4. The Versatility of Books
Elizabeth L. Eisenstein, The Printing Revolution in Early Modern Europe—
…printed books are more portable than pulpits, more numerous than priests, and the messages they contain are more easily internalized (169).
5. The Penetration of Books
The printed page is a missionary that can go anywhere and do so at minimum cost. It enters closed lands and reaches all strata of society. It does not grow weary. It needs no furlough. It lives longer than any missionary. It never gets ill. It penetrates through the mind to the heart and conscience. It has and is producing results everywhere. It has often lain dormant yet retained its life and bloomed years later.
6. The Transcendence of Books
Those of us who have been true readers all our life seldom fully realize the enormous extension of our being, which we owe to authors. We realize it best when we talk with an unliterary friend. He may be full of goodness and good sense but he inhabits a tiny world. In it, we should be suffocated. The man who is contented to be only himself, and therefore less a self, is in prison. My own eyes are not enough for me, I will see through those of others. Reality, even seen through the eyes of many, is not enough. I will see what others have invented….
In reading great literature I become a thousand men and yet remain myself. Like the night sky in the Greek poem, I see with myriad eyes, but it is still I who see. Here, as in worship, in love, in moral action, and in knowing, I transcend myself; and am never more myself than when I do.
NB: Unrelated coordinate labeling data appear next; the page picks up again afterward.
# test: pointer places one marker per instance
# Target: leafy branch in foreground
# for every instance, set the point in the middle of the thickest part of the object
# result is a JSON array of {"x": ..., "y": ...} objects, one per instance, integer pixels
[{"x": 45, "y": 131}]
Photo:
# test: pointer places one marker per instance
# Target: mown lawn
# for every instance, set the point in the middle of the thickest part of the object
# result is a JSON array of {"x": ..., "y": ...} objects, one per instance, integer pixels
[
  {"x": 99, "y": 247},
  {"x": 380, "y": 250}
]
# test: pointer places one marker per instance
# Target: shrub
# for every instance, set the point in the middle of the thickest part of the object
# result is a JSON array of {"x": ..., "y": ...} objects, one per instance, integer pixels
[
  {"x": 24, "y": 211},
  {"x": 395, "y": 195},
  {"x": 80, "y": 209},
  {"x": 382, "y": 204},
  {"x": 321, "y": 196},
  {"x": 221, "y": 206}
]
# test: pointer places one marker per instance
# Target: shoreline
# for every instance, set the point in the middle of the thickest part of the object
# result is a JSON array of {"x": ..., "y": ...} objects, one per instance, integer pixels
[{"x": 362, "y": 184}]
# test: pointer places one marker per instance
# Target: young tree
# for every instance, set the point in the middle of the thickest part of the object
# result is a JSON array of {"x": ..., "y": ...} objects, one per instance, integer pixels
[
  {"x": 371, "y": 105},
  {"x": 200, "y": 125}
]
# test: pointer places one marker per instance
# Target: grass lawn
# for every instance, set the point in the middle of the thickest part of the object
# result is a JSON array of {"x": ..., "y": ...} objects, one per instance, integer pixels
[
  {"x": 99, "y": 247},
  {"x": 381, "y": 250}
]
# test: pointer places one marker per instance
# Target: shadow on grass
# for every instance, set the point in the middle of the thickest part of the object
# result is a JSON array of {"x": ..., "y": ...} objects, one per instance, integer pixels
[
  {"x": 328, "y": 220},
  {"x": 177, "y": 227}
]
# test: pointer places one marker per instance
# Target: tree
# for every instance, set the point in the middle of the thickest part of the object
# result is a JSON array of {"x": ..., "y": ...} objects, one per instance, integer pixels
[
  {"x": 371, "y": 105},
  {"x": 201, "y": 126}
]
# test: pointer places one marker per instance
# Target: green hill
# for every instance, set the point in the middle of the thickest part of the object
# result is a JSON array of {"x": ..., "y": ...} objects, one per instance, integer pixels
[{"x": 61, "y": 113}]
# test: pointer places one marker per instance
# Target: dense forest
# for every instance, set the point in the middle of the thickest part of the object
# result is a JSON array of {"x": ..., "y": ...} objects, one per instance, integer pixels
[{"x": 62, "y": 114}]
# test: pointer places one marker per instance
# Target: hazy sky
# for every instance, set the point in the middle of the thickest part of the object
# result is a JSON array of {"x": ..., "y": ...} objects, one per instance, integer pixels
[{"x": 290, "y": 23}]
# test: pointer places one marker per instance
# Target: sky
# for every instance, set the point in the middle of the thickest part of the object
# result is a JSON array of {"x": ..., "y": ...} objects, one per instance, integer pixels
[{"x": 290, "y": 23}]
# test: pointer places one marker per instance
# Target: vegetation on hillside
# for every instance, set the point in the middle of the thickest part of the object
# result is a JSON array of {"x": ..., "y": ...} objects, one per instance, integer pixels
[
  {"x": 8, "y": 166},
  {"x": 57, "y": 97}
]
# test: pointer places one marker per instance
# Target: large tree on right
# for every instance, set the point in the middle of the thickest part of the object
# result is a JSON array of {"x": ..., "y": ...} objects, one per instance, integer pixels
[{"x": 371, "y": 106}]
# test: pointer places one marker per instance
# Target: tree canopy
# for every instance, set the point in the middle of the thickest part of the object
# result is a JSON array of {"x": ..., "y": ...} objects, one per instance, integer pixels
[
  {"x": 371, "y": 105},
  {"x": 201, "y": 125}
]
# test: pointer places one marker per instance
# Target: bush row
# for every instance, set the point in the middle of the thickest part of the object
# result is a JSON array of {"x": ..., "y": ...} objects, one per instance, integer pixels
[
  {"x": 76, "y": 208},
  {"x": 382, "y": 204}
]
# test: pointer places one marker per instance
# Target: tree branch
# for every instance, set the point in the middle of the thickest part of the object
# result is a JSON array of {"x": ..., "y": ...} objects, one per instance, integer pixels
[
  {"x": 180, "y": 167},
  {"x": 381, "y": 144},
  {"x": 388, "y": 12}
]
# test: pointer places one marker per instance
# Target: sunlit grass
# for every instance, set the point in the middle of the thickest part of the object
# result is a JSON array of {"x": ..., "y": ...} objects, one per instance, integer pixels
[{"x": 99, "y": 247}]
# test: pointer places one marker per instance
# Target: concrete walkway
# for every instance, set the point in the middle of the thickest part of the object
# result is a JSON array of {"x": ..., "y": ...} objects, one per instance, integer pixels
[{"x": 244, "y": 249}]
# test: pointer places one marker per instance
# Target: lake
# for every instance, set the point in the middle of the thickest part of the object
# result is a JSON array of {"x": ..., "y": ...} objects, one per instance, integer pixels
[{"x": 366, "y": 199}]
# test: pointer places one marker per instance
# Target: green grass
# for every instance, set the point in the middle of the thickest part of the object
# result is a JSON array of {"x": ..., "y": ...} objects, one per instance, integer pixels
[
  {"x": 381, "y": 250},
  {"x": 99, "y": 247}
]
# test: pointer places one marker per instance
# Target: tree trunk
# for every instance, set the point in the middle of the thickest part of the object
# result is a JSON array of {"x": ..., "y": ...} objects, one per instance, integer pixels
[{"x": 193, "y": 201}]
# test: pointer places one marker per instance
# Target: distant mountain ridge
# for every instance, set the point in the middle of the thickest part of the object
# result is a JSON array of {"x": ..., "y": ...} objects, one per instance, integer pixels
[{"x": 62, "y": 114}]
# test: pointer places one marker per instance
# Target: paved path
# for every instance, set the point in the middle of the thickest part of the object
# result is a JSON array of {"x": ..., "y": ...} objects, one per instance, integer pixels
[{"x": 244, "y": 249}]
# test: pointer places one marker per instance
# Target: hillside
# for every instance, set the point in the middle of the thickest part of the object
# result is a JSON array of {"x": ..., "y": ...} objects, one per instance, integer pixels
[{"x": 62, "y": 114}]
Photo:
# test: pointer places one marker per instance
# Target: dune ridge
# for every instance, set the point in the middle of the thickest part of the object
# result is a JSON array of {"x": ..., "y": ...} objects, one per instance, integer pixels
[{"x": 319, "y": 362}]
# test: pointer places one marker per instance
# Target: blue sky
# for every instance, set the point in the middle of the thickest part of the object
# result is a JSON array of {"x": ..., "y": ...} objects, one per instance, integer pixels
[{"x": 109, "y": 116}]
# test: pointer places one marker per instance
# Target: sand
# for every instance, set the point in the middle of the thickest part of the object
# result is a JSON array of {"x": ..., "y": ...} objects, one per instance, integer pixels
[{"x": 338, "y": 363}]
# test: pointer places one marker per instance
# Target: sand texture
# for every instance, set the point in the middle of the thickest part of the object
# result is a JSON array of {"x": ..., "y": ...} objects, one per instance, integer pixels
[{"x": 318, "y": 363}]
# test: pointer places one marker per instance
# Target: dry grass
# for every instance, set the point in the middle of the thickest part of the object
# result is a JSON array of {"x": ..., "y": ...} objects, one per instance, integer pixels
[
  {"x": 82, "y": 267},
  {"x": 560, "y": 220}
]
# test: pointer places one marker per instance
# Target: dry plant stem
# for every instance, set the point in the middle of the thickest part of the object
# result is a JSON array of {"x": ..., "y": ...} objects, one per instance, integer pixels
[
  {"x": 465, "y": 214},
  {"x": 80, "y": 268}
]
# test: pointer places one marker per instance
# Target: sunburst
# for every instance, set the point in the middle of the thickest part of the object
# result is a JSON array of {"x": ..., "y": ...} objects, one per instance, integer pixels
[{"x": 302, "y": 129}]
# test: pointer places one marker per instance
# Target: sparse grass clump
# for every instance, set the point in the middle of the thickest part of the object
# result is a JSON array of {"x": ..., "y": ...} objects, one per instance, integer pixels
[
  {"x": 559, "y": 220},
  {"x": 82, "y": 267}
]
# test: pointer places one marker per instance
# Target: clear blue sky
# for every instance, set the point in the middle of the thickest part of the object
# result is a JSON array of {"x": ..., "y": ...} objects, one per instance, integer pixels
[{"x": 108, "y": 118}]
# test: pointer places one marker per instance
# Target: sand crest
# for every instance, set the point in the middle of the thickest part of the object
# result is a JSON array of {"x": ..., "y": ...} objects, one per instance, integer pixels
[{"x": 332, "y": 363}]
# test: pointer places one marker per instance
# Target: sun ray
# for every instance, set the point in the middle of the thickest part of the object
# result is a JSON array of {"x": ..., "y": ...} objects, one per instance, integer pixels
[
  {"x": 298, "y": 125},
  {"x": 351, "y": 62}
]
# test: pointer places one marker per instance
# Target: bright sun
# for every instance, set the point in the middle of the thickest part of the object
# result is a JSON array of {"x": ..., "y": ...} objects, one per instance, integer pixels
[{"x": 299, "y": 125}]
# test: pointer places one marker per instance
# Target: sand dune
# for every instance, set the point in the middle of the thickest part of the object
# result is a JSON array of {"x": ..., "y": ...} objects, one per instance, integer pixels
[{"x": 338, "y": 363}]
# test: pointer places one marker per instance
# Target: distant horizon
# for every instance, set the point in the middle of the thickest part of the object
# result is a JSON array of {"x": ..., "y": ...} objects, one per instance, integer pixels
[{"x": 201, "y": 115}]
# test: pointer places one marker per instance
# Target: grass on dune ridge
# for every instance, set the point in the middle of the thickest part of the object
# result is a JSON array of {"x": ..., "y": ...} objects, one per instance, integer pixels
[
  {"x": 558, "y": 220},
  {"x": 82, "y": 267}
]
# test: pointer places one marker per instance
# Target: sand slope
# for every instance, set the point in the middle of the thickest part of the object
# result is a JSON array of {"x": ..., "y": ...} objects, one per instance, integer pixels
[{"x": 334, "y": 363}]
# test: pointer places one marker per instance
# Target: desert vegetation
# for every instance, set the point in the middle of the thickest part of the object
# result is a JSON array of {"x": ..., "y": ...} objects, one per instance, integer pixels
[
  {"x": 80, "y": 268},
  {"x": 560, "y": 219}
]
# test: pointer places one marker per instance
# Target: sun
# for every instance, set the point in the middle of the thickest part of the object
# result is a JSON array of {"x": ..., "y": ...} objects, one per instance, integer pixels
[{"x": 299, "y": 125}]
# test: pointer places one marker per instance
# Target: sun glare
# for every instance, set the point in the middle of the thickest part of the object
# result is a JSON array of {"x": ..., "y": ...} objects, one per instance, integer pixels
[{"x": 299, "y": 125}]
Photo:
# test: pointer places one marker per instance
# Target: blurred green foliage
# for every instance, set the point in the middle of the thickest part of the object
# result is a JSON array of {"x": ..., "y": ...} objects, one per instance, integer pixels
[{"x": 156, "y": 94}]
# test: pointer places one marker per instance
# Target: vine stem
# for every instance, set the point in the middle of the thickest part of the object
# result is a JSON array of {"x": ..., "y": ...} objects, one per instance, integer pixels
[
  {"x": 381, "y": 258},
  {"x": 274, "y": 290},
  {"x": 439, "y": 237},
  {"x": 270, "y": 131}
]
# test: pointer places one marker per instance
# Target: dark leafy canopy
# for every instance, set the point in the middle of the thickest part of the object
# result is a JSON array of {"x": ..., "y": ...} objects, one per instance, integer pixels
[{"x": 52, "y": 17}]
7. The Sanctifying Power of Books
[I do not] want to leave the impression that reading many books is important. Reading great books and reading them well is what is important. Meditative reading, reading which stops and ponders, reading which sees deep into reality – that is the kind of reading which profits. That kind of reading should never end for you. Growth and stimulation and transformation will never end for you. You will be in the company of the greatest minds and hearts for the rest of your life, and you will become their peers if you read for understanding and for life.